Under the terms of the Norton Chair of Poetry, he will deliver publicly not less than six lectures on poetry during the spring, the dates as yet undetermined.
Frost attended Harvard from 1897 to 1899 and since has been a member of the faculties of Amherst, University of Michigan, and Yale. In 1924 and 1936 he received the Pulitzer prize for poetry, and, in 1931, the Loines prize for poetry.
Among his books of poems have been, "A Boy's Will," "North of Boston," "Mountain Interval," "New Hampshire," "West Running Brook," and "A Lone Striker".
The Charles Eliot Norton Chair of Poetry, which he will occupy, was established under a gift of $200,000 made in 1925 by Charles C. Stillman '98. The money was given in memory of Charles Eliot Norton '46, professor of the History of Art. The holder of the chair must be a man of high distinction and international reputation, under the terms of the gift.

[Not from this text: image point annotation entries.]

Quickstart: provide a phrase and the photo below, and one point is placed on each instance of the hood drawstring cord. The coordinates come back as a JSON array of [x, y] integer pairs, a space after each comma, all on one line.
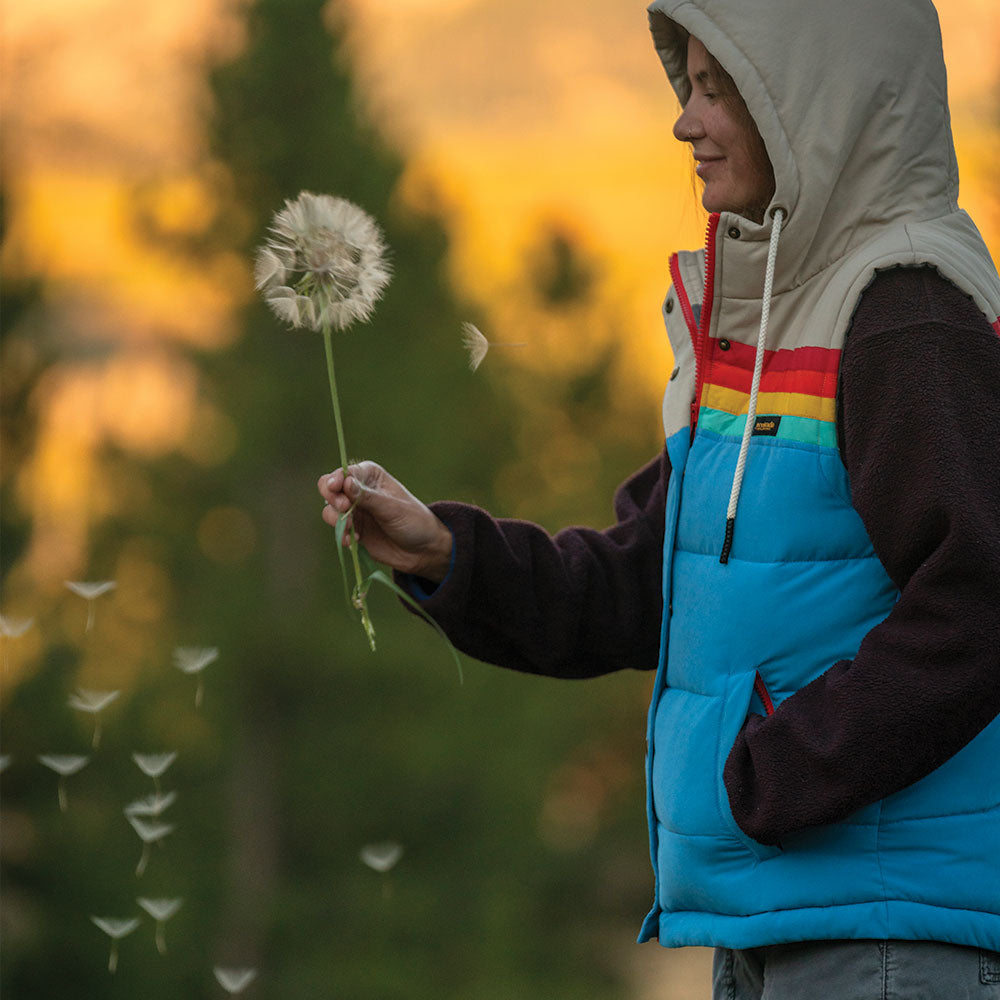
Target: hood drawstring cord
[[758, 367]]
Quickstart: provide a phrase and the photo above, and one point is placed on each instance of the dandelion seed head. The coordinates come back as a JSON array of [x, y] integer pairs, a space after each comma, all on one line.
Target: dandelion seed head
[[14, 628], [234, 980], [85, 700], [324, 264], [381, 857], [64, 764], [475, 343], [91, 590], [192, 660], [115, 927]]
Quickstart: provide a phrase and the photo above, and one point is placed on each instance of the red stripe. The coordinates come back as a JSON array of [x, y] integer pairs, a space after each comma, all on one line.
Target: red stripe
[[682, 296], [811, 371], [804, 382], [701, 341], [763, 694]]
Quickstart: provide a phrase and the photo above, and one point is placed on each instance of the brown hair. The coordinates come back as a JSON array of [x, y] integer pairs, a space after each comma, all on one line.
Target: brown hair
[[730, 94]]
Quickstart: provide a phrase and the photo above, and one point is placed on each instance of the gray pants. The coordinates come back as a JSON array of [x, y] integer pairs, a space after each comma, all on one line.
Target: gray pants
[[857, 970]]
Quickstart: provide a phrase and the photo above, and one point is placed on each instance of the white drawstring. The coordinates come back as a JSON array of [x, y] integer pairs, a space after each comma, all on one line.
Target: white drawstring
[[758, 367]]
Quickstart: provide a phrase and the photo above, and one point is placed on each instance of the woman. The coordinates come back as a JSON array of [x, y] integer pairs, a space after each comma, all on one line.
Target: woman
[[814, 561]]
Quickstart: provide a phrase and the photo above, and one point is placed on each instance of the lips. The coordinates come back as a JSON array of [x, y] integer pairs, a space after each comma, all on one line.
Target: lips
[[706, 164]]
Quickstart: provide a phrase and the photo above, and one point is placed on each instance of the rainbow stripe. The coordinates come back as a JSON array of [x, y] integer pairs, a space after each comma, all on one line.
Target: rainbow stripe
[[798, 385]]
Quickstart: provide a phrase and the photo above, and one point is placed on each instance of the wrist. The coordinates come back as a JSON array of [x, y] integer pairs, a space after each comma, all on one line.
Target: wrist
[[437, 563]]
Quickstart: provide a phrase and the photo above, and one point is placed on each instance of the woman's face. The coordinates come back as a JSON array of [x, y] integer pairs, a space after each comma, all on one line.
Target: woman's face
[[732, 160]]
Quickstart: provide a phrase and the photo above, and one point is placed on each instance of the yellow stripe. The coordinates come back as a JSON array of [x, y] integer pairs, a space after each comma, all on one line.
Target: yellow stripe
[[793, 404]]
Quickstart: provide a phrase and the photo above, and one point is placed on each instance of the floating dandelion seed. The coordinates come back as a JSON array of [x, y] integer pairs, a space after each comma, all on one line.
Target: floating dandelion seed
[[64, 765], [153, 765], [161, 910], [149, 833], [90, 592], [234, 981], [324, 267], [116, 929], [193, 660], [382, 858], [13, 628], [93, 702], [477, 345], [152, 805]]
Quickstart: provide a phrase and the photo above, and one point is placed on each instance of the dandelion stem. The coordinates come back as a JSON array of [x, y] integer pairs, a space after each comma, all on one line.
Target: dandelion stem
[[360, 594]]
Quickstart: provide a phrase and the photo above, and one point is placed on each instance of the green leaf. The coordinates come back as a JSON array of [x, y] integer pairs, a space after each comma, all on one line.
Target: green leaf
[[341, 530]]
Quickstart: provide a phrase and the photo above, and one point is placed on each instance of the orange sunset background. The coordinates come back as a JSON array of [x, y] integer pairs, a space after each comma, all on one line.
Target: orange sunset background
[[510, 116]]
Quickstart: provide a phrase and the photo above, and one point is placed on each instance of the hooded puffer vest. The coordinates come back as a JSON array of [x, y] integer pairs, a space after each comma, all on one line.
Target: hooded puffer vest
[[754, 614]]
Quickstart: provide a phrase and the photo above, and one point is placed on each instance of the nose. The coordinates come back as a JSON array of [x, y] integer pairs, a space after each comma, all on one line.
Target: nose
[[688, 125]]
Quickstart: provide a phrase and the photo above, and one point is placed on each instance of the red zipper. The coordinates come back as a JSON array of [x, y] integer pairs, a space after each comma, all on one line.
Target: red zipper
[[700, 341], [763, 694]]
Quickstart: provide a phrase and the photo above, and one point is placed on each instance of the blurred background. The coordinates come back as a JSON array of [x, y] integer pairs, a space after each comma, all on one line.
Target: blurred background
[[162, 431]]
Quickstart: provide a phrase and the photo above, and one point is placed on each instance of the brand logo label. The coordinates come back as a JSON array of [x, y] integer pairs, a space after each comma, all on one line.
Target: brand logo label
[[766, 425]]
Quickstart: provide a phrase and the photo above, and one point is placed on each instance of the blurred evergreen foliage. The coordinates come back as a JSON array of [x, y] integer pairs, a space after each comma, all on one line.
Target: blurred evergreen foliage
[[518, 801]]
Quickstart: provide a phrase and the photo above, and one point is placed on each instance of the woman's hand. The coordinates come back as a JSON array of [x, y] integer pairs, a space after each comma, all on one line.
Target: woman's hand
[[392, 524]]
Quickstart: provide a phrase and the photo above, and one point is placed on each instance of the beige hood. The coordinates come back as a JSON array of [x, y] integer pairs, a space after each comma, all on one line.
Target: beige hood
[[850, 97]]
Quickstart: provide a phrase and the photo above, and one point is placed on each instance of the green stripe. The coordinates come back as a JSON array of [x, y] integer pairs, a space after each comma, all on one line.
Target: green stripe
[[804, 430]]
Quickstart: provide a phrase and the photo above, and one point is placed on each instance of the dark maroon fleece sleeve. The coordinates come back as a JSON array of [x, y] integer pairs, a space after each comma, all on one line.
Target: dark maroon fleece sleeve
[[576, 604], [919, 419]]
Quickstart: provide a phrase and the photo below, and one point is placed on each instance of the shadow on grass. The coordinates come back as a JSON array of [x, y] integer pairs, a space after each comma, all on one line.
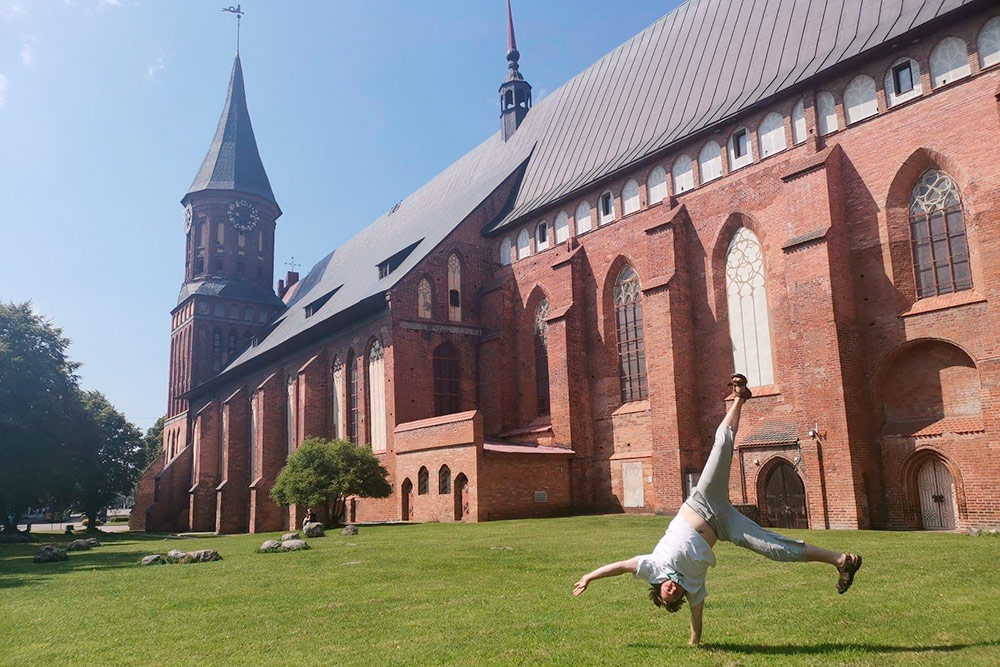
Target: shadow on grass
[[829, 647]]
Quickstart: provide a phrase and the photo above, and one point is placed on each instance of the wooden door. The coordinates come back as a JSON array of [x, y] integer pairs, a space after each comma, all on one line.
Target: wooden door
[[632, 483], [785, 498], [937, 496]]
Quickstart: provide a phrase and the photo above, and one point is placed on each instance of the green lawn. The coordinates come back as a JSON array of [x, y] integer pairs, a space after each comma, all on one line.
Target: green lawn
[[495, 593]]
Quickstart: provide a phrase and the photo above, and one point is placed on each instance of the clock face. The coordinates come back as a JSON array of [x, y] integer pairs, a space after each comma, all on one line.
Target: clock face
[[243, 215]]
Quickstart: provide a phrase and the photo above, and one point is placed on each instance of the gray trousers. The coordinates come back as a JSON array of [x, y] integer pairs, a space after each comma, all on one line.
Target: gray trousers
[[710, 500]]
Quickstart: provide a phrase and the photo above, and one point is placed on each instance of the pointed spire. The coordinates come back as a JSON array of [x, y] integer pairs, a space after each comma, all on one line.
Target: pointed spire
[[233, 162], [512, 54]]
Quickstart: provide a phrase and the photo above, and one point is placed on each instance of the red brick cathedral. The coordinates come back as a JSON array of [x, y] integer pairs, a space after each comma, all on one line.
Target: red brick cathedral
[[809, 196]]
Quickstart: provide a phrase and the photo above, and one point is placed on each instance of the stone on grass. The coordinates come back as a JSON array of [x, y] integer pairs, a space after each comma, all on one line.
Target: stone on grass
[[50, 555], [204, 556], [313, 529], [270, 546]]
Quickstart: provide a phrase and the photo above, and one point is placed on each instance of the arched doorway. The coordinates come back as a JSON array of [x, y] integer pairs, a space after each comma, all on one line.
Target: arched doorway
[[406, 491], [461, 497], [785, 498], [936, 489]]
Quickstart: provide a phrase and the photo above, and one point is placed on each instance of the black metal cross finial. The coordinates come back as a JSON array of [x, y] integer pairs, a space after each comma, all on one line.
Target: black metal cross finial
[[239, 15]]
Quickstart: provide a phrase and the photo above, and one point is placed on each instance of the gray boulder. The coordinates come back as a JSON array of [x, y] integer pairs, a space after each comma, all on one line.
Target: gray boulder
[[313, 529], [204, 556], [270, 546], [50, 555], [293, 545], [79, 545]]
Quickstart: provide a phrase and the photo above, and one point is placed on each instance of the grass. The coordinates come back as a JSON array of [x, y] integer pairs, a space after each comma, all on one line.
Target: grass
[[494, 593]]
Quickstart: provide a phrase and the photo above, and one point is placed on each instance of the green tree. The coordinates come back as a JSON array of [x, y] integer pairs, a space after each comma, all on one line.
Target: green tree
[[38, 400], [107, 456], [152, 444], [322, 473]]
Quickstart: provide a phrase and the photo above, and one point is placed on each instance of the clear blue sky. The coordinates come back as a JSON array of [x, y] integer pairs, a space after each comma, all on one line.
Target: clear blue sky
[[108, 106]]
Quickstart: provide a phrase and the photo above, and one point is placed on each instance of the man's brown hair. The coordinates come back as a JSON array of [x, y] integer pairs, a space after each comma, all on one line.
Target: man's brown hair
[[654, 595]]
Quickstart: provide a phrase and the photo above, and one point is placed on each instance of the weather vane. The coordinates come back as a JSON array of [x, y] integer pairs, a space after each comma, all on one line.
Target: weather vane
[[239, 15]]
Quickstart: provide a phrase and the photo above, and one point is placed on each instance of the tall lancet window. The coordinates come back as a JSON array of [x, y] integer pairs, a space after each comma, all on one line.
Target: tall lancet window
[[336, 398], [454, 289], [542, 356], [749, 327], [290, 413], [631, 348], [351, 369], [254, 414], [937, 228], [376, 396], [424, 299]]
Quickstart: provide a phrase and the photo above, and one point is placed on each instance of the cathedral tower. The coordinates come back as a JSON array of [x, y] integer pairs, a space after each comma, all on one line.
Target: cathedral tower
[[515, 92], [227, 294]]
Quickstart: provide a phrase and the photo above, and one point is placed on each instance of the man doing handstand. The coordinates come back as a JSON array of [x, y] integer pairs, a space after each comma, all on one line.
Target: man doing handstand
[[677, 567]]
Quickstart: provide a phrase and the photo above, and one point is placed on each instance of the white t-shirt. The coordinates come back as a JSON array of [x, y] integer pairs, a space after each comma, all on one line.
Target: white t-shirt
[[681, 551]]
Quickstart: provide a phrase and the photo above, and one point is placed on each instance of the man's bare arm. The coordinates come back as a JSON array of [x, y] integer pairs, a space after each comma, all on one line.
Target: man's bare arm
[[610, 570], [696, 623]]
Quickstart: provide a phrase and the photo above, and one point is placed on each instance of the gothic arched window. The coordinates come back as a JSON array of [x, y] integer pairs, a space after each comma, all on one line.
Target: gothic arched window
[[746, 293], [444, 480], [656, 185], [542, 356], [335, 397], [446, 379], [424, 302], [290, 413], [631, 349], [454, 289], [376, 396], [937, 230], [351, 368], [583, 221]]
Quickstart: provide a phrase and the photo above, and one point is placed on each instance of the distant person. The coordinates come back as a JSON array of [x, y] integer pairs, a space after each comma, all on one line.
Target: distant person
[[677, 567]]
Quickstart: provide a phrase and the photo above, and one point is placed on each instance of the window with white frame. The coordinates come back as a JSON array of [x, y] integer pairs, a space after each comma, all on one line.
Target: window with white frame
[[505, 247], [826, 113], [582, 218], [710, 162], [630, 197], [606, 208], [746, 293], [683, 174], [902, 82], [988, 43], [949, 61], [542, 236], [656, 185], [771, 134], [523, 244], [561, 227], [740, 149], [860, 99], [799, 131]]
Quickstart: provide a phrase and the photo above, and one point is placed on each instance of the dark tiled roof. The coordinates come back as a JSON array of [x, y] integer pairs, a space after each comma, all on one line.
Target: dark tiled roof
[[701, 64], [232, 162]]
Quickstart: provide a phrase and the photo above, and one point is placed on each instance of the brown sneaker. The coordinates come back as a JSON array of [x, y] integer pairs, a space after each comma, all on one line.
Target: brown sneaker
[[851, 565]]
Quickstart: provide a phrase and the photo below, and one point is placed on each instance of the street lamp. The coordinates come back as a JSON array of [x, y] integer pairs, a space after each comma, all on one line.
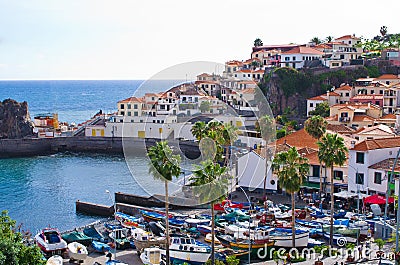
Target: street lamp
[[247, 197], [115, 217]]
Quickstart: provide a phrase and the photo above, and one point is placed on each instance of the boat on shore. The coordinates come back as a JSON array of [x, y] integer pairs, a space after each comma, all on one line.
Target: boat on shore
[[55, 260], [50, 242], [77, 252]]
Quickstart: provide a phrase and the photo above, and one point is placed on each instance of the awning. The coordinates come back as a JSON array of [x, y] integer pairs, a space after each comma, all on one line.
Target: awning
[[310, 185], [377, 199], [345, 194]]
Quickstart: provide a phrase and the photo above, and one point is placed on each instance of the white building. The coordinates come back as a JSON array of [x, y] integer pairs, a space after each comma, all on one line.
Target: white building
[[252, 169], [367, 160], [299, 56]]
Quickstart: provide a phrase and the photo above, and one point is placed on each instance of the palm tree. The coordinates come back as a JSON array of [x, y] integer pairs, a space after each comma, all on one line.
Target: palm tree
[[164, 166], [258, 42], [266, 126], [229, 134], [329, 39], [332, 151], [199, 130], [316, 40], [316, 127], [210, 185], [291, 169]]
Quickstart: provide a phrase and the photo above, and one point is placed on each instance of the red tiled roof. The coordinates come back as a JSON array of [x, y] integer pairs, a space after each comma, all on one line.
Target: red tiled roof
[[345, 87], [362, 118], [303, 50], [131, 99], [387, 76], [377, 144], [345, 37], [386, 165], [299, 139], [317, 98]]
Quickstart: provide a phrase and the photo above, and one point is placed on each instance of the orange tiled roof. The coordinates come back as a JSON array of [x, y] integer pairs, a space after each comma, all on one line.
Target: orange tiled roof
[[131, 99], [299, 139], [340, 128], [362, 118], [303, 50], [387, 76], [317, 98], [386, 165], [377, 144]]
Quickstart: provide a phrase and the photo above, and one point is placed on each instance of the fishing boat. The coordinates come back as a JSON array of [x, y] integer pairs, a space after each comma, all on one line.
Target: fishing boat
[[194, 222], [76, 236], [283, 237], [152, 256], [226, 252], [143, 239], [120, 238], [204, 229], [77, 252], [100, 247], [55, 260], [50, 242], [92, 232], [208, 239], [185, 249]]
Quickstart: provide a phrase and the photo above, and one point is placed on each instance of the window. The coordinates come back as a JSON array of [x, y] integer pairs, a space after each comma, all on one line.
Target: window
[[338, 175], [359, 158], [315, 171], [378, 178], [360, 178]]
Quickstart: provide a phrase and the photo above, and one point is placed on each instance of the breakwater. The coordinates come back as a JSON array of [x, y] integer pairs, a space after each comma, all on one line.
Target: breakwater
[[114, 145]]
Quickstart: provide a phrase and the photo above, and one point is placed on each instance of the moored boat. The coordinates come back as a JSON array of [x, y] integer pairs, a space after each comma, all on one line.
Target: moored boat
[[55, 260], [185, 249], [77, 252], [50, 242], [283, 237]]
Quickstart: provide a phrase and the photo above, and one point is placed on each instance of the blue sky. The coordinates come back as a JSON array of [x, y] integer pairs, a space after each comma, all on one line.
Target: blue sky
[[96, 39]]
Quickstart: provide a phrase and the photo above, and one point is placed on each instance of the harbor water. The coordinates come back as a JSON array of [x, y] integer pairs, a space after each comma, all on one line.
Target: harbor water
[[41, 191]]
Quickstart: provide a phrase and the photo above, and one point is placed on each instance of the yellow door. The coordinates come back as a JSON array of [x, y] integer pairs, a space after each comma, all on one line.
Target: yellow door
[[141, 134]]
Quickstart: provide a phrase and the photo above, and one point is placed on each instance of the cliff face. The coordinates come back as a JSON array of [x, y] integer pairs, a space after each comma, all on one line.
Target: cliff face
[[287, 88], [14, 120]]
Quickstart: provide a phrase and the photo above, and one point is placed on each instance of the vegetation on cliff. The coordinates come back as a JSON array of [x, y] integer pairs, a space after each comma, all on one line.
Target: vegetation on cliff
[[14, 120]]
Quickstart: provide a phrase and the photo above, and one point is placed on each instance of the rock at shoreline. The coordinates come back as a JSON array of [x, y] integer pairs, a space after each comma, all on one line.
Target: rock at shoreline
[[15, 121]]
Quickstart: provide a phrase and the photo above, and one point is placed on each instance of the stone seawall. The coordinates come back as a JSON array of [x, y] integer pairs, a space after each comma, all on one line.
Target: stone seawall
[[46, 146]]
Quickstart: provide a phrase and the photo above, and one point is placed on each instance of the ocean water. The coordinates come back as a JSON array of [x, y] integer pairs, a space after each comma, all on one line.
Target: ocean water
[[41, 191]]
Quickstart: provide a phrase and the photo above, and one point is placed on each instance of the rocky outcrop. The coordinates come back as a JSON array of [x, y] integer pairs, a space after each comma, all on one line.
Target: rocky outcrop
[[15, 122]]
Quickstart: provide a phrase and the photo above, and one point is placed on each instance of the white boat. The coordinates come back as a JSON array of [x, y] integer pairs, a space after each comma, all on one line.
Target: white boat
[[55, 260], [208, 239], [144, 239], [152, 256], [50, 242], [283, 237], [185, 249], [77, 251]]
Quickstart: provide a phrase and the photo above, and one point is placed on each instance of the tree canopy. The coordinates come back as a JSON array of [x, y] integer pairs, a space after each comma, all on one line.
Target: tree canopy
[[13, 251], [321, 109]]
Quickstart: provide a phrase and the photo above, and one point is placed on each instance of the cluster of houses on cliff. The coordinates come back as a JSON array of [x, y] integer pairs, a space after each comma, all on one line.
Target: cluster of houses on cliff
[[363, 113]]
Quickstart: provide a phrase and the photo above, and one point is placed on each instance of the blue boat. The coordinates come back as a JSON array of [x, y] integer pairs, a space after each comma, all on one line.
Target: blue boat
[[100, 247]]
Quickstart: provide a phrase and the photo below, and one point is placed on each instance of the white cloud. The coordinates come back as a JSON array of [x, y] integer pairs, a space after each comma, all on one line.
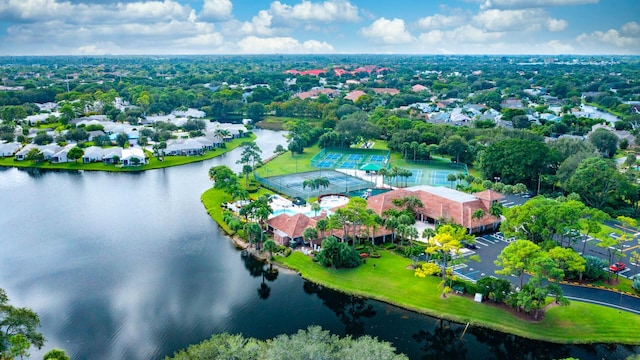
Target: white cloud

As a farmer in Derry, N. B., Robert Frost in 1900 started his career. After five years tilling the soil, he took up teaching at Pinkerton Academy in that town, where he taught English. After a year at the State Normal School teaching Psychology, he went to Amherst College, England, where he was a professor of English, then to the University of Michigan, later to Yale, and now here.